Simulation of dissociation of triplet states of organofluorine molecules in plasma.

Motivated by the search of new environmentally friendly organofluorine molecules for use in plasma technologies, we simulate dissociation of organofluorine molecules in low energy triplet states created by electron impact in plasma. We use the Ab Initio Multiple Cloning (AIMC) method [1], in which an ensemble of Ehrenfest trajectories describes the nuclear motion of the electronically excited molecule. Quantemol Electron Collisions (QEC) code [2], that interfaces with the UKRmol+ suite of molecular R-matrix codes [3] is used to determine the initial triplet states created by electron impact in plasma.
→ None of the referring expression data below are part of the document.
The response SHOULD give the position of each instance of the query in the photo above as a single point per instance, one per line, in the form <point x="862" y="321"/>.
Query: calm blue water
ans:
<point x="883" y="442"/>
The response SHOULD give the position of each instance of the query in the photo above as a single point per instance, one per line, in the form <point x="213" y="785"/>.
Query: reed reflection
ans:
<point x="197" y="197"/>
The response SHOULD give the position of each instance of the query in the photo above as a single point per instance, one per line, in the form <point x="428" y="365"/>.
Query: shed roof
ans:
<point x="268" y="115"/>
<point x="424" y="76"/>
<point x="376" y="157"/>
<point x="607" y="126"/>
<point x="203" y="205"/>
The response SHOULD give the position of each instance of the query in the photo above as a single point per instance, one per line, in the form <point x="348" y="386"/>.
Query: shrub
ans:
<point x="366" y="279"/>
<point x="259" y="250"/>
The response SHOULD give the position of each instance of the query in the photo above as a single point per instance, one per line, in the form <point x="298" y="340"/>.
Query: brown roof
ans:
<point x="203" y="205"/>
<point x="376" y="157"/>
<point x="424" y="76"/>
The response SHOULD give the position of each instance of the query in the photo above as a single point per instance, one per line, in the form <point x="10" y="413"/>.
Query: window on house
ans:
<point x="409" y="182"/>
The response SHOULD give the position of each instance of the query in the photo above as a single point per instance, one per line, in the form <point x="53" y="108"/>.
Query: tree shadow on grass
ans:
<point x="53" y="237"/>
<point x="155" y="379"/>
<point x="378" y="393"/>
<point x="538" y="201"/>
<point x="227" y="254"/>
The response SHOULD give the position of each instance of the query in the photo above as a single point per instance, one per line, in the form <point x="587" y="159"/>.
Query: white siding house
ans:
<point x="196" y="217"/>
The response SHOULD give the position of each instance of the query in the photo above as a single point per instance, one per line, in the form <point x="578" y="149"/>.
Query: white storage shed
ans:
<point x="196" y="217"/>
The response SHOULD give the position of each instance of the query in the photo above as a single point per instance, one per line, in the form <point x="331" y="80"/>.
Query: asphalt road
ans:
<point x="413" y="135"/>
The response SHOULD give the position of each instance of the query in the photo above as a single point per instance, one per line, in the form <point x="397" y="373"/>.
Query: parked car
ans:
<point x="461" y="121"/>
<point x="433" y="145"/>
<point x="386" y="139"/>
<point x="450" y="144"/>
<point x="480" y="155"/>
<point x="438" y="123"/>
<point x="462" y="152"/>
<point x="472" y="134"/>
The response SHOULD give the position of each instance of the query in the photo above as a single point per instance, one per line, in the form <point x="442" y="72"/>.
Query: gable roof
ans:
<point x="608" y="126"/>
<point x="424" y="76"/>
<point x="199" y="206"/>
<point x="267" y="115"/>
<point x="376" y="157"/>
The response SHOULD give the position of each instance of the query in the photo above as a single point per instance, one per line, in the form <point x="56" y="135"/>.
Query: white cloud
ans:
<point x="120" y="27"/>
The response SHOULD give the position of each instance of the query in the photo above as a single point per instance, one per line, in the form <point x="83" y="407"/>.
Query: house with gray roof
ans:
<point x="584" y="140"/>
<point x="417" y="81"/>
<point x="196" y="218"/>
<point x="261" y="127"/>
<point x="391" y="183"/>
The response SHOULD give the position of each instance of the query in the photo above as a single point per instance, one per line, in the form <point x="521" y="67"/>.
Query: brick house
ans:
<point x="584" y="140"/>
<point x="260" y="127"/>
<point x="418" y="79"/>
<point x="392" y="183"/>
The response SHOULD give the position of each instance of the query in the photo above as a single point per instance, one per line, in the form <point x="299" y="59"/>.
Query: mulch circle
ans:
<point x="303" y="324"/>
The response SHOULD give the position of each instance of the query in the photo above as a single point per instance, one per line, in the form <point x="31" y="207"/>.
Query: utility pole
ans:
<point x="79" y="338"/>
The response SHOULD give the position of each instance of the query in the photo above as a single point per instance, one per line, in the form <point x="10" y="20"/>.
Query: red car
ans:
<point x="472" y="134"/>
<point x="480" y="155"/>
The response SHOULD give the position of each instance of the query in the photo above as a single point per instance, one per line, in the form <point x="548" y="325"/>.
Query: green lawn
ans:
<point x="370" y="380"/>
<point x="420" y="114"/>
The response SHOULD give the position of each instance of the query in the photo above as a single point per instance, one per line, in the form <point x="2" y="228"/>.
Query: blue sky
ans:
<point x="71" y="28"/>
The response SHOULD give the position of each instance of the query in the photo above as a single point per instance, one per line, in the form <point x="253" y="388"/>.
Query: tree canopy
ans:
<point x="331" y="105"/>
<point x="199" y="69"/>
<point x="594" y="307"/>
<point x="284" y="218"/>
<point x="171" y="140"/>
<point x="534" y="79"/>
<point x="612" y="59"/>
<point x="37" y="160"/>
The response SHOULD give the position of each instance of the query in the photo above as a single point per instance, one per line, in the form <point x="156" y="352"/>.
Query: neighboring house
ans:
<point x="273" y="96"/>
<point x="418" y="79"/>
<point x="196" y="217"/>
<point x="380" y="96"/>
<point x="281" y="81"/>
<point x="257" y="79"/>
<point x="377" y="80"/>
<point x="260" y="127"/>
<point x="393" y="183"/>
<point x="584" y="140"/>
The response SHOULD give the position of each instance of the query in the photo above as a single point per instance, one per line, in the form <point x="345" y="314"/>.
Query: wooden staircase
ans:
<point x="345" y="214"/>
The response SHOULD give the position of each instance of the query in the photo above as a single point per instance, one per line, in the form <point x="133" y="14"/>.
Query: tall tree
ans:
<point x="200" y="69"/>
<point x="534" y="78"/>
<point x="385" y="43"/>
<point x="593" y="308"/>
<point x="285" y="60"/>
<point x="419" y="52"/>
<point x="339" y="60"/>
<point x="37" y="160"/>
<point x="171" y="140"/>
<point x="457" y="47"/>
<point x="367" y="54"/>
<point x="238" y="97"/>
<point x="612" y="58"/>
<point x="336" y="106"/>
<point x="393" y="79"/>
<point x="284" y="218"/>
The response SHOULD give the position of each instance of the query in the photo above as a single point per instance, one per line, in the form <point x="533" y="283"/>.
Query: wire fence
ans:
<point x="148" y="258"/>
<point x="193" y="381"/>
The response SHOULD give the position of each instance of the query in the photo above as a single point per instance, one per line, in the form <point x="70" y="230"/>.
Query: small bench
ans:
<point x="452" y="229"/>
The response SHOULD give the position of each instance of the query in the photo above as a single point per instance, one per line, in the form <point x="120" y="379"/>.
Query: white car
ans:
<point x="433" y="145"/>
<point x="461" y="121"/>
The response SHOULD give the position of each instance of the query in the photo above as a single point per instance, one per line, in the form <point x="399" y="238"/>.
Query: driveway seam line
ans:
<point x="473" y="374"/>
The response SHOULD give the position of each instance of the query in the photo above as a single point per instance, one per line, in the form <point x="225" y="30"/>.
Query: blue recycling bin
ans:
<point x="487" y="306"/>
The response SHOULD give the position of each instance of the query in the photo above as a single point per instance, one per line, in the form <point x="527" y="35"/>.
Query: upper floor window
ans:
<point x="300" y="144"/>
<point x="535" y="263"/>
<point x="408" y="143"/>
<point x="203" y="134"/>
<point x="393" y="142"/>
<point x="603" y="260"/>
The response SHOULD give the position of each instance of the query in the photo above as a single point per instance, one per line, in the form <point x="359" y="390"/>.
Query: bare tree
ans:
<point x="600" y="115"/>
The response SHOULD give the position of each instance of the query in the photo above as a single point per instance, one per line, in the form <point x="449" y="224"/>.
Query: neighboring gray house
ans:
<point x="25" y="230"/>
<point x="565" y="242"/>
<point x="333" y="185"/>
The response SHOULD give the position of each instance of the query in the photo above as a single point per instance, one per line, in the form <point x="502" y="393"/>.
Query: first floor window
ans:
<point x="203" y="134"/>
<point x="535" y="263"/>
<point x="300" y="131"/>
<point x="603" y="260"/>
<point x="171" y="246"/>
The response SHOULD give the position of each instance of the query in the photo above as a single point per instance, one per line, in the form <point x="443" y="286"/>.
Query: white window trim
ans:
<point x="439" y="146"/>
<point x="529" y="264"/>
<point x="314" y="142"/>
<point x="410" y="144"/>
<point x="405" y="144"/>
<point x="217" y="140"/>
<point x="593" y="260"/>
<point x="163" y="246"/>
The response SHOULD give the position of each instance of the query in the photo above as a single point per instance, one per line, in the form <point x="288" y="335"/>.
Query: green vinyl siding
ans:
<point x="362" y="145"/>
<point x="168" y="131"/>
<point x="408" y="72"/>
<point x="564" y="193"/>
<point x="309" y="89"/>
Although AIMC has originally been developed for treating the dynamics of singlet states involved in photochemistry, it can still be used for the dynamics of low energy triplet states produced by electron impact. Our simulations yield branching ratios for various dissociation channels which produce neutral free radicals. The branching ratios are important for understanding chemical composition of plasma, but very difficult to measure experimentally. The calculations appear to yield very simple rules which can be used to predict dissociation channels even without calculations. It appears that the single bonds adjacent to double bonds in organofluorine molecules in low triplet state break more efficiently than other bonds.

[1] D. Makhov et al., Chem. Phys. 493 200 (2017).

[2] B. Cooper et al., Atoms 7 97 (2019).

[3] Z. Masin et al., Comput. Phys. Commun 249 107092 (2020).